C’è differenza tra scrivere una canzone in italiano e una in dialetto?

Beh, sono due lingue molto diverse, quindi è abbastanza chiaro che ci siano molte differenze e diverse complessità. L’italiano resta la lingua predominante nei miei testi, perché attingo molto dal cinema, dalla musica e dalla letteratura italiana, poi io sono fissatissimo con la grammatica italiana (genitori insegnanti) e con la poesia che alla lingua italiana ha dato il la. Diciamo che l’italiano è la lingua della mia mente, ma quella del mio cuore è il dialetto. La musicalità, le parole troncate, la possibilità di creare mille altre assonanze e consonanze rispetto all’italiano, fanno della lingua napoletana un lusso che non posso tenere da parte, chiuso in un cassetto. Non credo che smetterò mai di scrivere in entrambe le lingue, perché sono entrambe parte della mia essenza e della mia personalità.
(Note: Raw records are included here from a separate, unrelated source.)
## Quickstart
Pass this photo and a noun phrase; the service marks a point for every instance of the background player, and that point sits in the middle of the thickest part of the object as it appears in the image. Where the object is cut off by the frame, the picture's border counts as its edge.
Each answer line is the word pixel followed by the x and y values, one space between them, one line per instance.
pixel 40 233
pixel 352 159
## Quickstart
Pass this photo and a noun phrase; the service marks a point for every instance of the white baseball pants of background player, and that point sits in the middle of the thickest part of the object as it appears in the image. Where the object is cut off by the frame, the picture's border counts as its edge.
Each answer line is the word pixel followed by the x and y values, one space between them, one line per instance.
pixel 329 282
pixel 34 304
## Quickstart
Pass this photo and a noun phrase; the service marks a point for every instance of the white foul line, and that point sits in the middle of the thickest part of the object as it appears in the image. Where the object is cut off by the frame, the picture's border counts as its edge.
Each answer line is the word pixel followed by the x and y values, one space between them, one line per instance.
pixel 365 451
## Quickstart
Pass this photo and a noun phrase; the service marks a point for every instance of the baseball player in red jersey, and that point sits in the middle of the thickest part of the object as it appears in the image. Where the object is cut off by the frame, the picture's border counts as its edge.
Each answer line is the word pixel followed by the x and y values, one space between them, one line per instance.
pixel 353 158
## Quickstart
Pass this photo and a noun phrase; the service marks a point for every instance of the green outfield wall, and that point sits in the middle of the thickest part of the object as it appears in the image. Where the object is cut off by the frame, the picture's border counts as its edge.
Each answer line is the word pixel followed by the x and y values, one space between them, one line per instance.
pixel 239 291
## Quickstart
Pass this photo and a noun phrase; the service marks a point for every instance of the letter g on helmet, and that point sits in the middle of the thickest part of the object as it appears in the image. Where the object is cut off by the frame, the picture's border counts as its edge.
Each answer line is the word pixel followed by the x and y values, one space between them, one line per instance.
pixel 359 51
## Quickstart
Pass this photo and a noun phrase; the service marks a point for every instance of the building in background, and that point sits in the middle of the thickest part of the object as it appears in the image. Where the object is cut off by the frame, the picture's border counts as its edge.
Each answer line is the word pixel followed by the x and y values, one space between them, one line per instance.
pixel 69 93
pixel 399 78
Che rapporto hai con la tua terra e le tue origini?

Come in ogni storia di puro amore, a volte, si hanno dei grandi litigi o comunque delle incomprensioni, e ad esempio io, a 18 anni, ho avuto la possibilità di andare via e non me lo son fatto dire due volte. A Roma abito ormai da 12 anni, ma spessissimo ho quella “appucundria” tutta nostra, di noi campani, e devo assolutamente tornare a casa, dove mi sento più coccolato, sia dalla famiglia che dalle persone che vivo. Lo stesso vale per la scrittura dei miei testi. Scrivo prevalentemente in italiano, ma il mio cuore  pensa e penserà sempre in napoletano, e di tanto in tanto, sul foglio, mi scappa la parola partenopea, ed, ogni volta, è l’inizio di una nuova storia d’amore fatta di “‘ngopp”, “arrevuoto” e altre splendide sonorità che solo nella mia terra possiamo ritrovare.

Quali emozioni hai provato vedendo i Coldplay fare un tributo a Pino Daniela durante il concerto di Napoli?

Beh, credo che per noi figli di Mamma Campania assistere a un tributo del genere possa essere solo motivo di orgoglio. Chiaramente oltre ai brividi provati, mi è venuta una gran curiosità di sapere come ha fatto Chris Martin ad imparare così velocemente e così bene gli accenti e le cadenze di una lingua così particolare come quella partenopea. Un mito assoluto, come, del resto, il grande Pino.